Which we generally try not to, take too, uh, too out of a stance on like a given factor or, or given style. But, Yeah, it's certainly tricky, but I think, um, I said, I'm a, I'm a, I'm a big fan of this sort of the random simulations. so yeah, hopefully we, we, we do it more and hopefully people find it useful.

Adam Butler

well, how do you think about this? The style style box? You guys still incorporate that in your, in your recommendations? Yeah.

Jack Shannon

We still do.

Adam Butler

is the thinking evolved on that over time?

Jack Shannon

Yeah. So all, all our ratings are sort of category dependent. So wherever the fund falls in its, in its category, we sort of stack each, we stack the, you know, we stack the deck depending on where it falls in its own category. So we don't take a stance on, you know, large growth is a better place to be than large value. We just say within large value, here's The good stuff. And within large growth, here's the good stuff.

are, there is a project underway now, um, with the style box, just because if you, if you looked at the style box recently, a core, you know, S and P 500 fund looks like it's in growth water now. so there's sort of the issue of like, Do we want the style box to be totally relative to, you know, if you want the Russell 1000 to be the core, the core, uh, benchmark, do we want the Russell 1000 to land dead center in the style box?

Or do you want to take maybe a more absolute approach and say, well, valuations have gone up across the market and maybe the Russell 1000 growth going in, Russell 1000 going into the side of the, you know, fence? Maybe that is a signal to somebody that, that, Hey, if you want pure core exposure, maybe you look a little further left on the style box.

So, I don't think we've, I don't think we've landed anywhere on sort of, on any changes in that respect, but that is something we've, we've seen recently is just sort of growth inflation, pulling everything to the, to the right of the style box,

Adam Butler

Yeah, it's just a question of whether a manager, you know, should get credit for choosing growthy stocks when growth, the prospects for growthy stocks is, is better and choosing value stocks from the prospects. It's just, you know, I remember my early days working in an asset management shop and you go through a 3 year period where, you The value guys would hide in their offices and all the growth guys would congregate at the water cooler, high five in one another.

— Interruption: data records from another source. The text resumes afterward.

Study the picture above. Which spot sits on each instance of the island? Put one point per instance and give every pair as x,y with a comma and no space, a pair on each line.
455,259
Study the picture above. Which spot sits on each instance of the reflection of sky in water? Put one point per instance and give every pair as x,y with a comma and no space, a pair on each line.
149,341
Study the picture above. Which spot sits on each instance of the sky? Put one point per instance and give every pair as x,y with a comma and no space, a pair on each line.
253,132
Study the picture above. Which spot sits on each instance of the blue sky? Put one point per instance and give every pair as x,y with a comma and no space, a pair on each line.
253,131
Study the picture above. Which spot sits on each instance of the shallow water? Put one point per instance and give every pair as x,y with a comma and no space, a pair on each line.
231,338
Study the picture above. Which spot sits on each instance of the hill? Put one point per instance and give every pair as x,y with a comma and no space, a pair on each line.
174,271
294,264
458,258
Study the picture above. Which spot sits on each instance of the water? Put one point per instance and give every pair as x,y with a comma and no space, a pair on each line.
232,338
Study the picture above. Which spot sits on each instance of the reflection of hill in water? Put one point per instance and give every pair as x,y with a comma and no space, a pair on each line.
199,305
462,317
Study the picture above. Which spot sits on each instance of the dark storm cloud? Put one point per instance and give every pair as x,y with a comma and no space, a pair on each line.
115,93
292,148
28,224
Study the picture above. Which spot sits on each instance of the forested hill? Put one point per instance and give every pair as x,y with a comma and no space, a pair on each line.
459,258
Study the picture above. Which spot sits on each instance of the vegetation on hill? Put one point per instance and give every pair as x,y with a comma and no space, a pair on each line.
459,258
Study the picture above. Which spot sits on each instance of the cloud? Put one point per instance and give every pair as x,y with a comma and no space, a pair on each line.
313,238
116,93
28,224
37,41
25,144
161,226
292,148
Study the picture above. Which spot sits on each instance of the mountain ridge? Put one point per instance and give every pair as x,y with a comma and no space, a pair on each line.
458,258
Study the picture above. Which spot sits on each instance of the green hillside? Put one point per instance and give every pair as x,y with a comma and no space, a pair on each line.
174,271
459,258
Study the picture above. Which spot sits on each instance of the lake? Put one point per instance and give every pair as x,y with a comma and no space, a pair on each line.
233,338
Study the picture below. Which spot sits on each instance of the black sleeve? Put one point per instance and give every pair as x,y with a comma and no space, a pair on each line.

And then you'd go through the next three years where, it would be, you know, the reverse, The value guys would be out of the water cooler and the growth guys would be hiding in the back office. And neither group had any influence or, you know, did, they weren't able to dictate at all the conditions of their own success. It's just, is their style in favor or not? Right. It just seems. It just seems so absurd.

Jack Shannon

Yeah. Yeah. It's funny you mentioned that. Cause, uh, you know, when I first started here, value, value was, was beaten down for, for a decade plus. And every time I talked to a value manager, you know, they're, it's almost, it was almost like an apologetic tone from them. And they're, you know, they're trying to say, look, you know, just, just give us a little more time, you know, things are going to turn around, blah, blah, blah, blah, blah.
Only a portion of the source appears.